When someone touts the risks of deflation it is simply their way of saying that they don't understand the economy. The NYT provided us this service in an article on how the euro zone is seeing a lower than desired rate of inflation.

After noting that year over year inflation was just 0.8 percent in the most recent data, well below the European Central Bank's 2.0 percent target, the article tells readers:

"Europe could face outright deflation — a debilitating economic condition in which prices actually decline across the board.

"As long as hints of deflation remain, the E.C.B. faces a difficult challenge."

It later adds:

"Spain’s consumer prices rose just 0.3 percent, while Italy’s rose only 0.2 percent, as those two countries’ troubled economies teetered near a deflationary cliff.

"Deflation would only add to the broader economic malaise in the region, by hurting corporate profits and by leading consumers to delay purchases in anticipation of better deals in the future. It would also weigh heavily on borrowers, making loan repayments more expensive in real terms — a particular danger for Europe’s already fragile financial sector."

Okay, let's get this straight. It's okay if the inflation rate is 0.2 percent or 0.3 percent, but all hell breaks loose if we are looking at 0.5 percent deflation? How does that work?

The article tells us corporate profits will be lower. Well, ignoring the fact that corporate profits are currently very high, how does a dip from 0.3 percent inflation to 0.5 percent deflation affect corporate profits in a way that is different from a dip from 1.1 percent inflation to 0.3 percent inflation? If the inflation rate is lower than what businesses had expected then they will be selling their output for a lower than expected price. That means lower profits regardless of whether or not the lower inflation rate is positive to negative.

As far as consumers delaying purchases, let's try some arithmetic. Suppose someone is considering a big ticket item like a television or a refrigerator that costs $1,000. If the rate of deflation is 0.5 percent, our would-be buyer would save $2.50 by delaying their purchase for six months.
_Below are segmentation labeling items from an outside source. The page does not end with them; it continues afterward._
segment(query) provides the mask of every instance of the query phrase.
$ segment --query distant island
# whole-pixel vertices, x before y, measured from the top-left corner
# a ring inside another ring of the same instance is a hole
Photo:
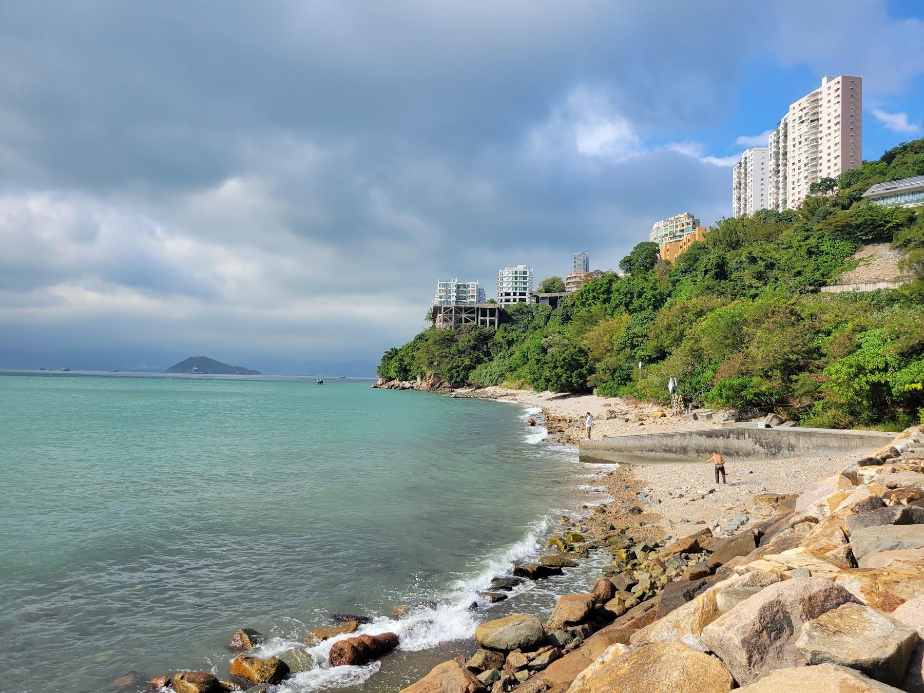
[[[213,373],[215,375],[262,375],[243,366],[229,366],[207,356],[190,356],[164,371],[164,373]]]

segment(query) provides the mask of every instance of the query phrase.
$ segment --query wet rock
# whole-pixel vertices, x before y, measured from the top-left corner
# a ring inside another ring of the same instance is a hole
[[[658,642],[620,651],[616,656],[579,675],[569,693],[612,691],[672,691],[712,693],[729,691],[734,681],[722,663],[680,642]],[[604,652],[604,655],[606,652]]]
[[[173,677],[176,693],[222,693],[218,679],[208,672],[178,672]]]
[[[480,672],[486,669],[503,669],[504,655],[492,650],[479,648],[465,665],[472,671]]]
[[[772,669],[805,663],[796,649],[808,621],[841,604],[856,602],[843,587],[823,578],[798,578],[764,588],[703,628],[702,639],[739,684]]]
[[[918,632],[863,604],[843,604],[803,624],[796,648],[809,664],[842,664],[901,685]]]
[[[288,673],[288,664],[278,657],[261,659],[238,654],[231,662],[231,675],[253,684],[277,684]]]
[[[512,578],[508,576],[502,576],[500,578],[494,578],[491,581],[490,588],[492,590],[500,590],[505,592],[511,591],[517,585],[523,584],[522,578]]]
[[[331,666],[362,666],[387,654],[397,645],[398,637],[395,633],[347,638],[334,643],[327,661]]]
[[[566,626],[584,623],[590,615],[595,603],[592,594],[567,594],[561,597],[545,623],[546,629],[557,630]]]
[[[241,650],[251,650],[257,647],[261,642],[266,639],[266,637],[253,628],[241,628],[228,641],[228,644],[225,646],[225,650],[230,650],[231,651],[239,651]]]
[[[908,600],[924,596],[924,566],[854,568],[836,576],[834,582],[867,606],[891,614]]]
[[[742,693],[898,693],[899,689],[869,678],[854,669],[837,664],[818,664],[777,669],[754,683],[741,687]]]
[[[475,639],[488,650],[529,650],[545,640],[545,629],[536,616],[515,614],[480,624],[475,628]]]
[[[484,685],[457,660],[437,664],[402,693],[483,693]]]
[[[286,650],[279,655],[292,674],[308,672],[314,668],[314,658],[301,648]]]
[[[541,565],[535,563],[527,563],[514,566],[514,576],[526,578],[529,580],[538,580],[542,578],[551,578],[561,575],[562,569],[554,565]]]
[[[498,602],[503,602],[507,598],[507,595],[504,592],[479,592],[479,596],[487,602],[489,604],[496,604]]]
[[[369,616],[358,616],[355,614],[332,614],[331,618],[341,623],[352,621],[353,623],[358,623],[360,626],[370,623],[372,620]]]
[[[342,624],[338,624],[330,628],[315,628],[310,633],[308,634],[306,640],[326,640],[331,638],[336,638],[338,635],[346,635],[347,633],[354,632],[359,627],[359,624],[356,621],[344,621]]]

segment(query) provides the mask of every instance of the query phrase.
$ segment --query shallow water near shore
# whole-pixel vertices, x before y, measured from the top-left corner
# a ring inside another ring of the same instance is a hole
[[[237,628],[278,653],[346,612],[397,632],[399,650],[280,690],[394,690],[478,621],[541,609],[580,579],[469,611],[596,466],[542,442],[521,406],[369,385],[0,376],[4,689],[225,677]],[[415,608],[394,621],[395,604]]]

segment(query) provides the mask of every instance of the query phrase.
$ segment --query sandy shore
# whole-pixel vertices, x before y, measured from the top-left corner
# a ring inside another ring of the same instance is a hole
[[[593,437],[608,438],[641,432],[667,432],[714,428],[708,421],[682,421],[669,408],[656,405],[632,404],[619,397],[594,395],[561,395],[529,390],[485,387],[458,390],[456,396],[507,399],[541,407],[550,437],[562,443],[577,444],[584,433],[588,411],[594,418]],[[616,418],[607,419],[614,411]],[[663,414],[660,416],[660,414]],[[657,417],[657,418],[655,418]],[[794,457],[791,459],[754,459],[747,464],[727,464],[727,484],[714,483],[711,465],[673,463],[624,465],[615,471],[602,471],[593,483],[605,488],[614,501],[604,504],[602,517],[614,525],[629,528],[642,539],[683,536],[694,531],[694,525],[714,526],[723,533],[728,521],[750,514],[754,495],[762,492],[799,493],[820,479],[843,469],[863,456]],[[655,501],[644,502],[639,492]],[[589,507],[598,507],[594,494],[587,495]],[[641,510],[629,513],[633,507]]]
They would get a $5 windfall if they delay the purchase a full year. Is this going to be a big problem?

To make matters worse for the deflation hawks, many prices are already falling even before we fall off the "deflationary cliff." The overall inflation rate is an average of millions of price changes. When the average is positive but close to zero then it is inevitable that the price of many items is already falling. Is that a big problem? Well, the price of computers has been falling sharply for decades.

The real issue here is simple. It would be desirable to have a lower real interest rate in the euro zone to boost demand. This can only be brought about with a higher rate of inflation. It would also be helpful to have higher inflation in core countries like Germany so that peripheral countries like Spain and Greece can regain competitiveness within the euro zone. Going from a positive rate of inflation to deflation is a move in the wrong direction, but it is not qualitatively different from a drop in the rate of inflation to a still positive rate. The problem is simply too low a rate of inflation, there is nothing magical about crossing zero. (As a practical matter, there is enough measurement error in price indices that a low reported positive rate is in fact consistent with a true negative rate.)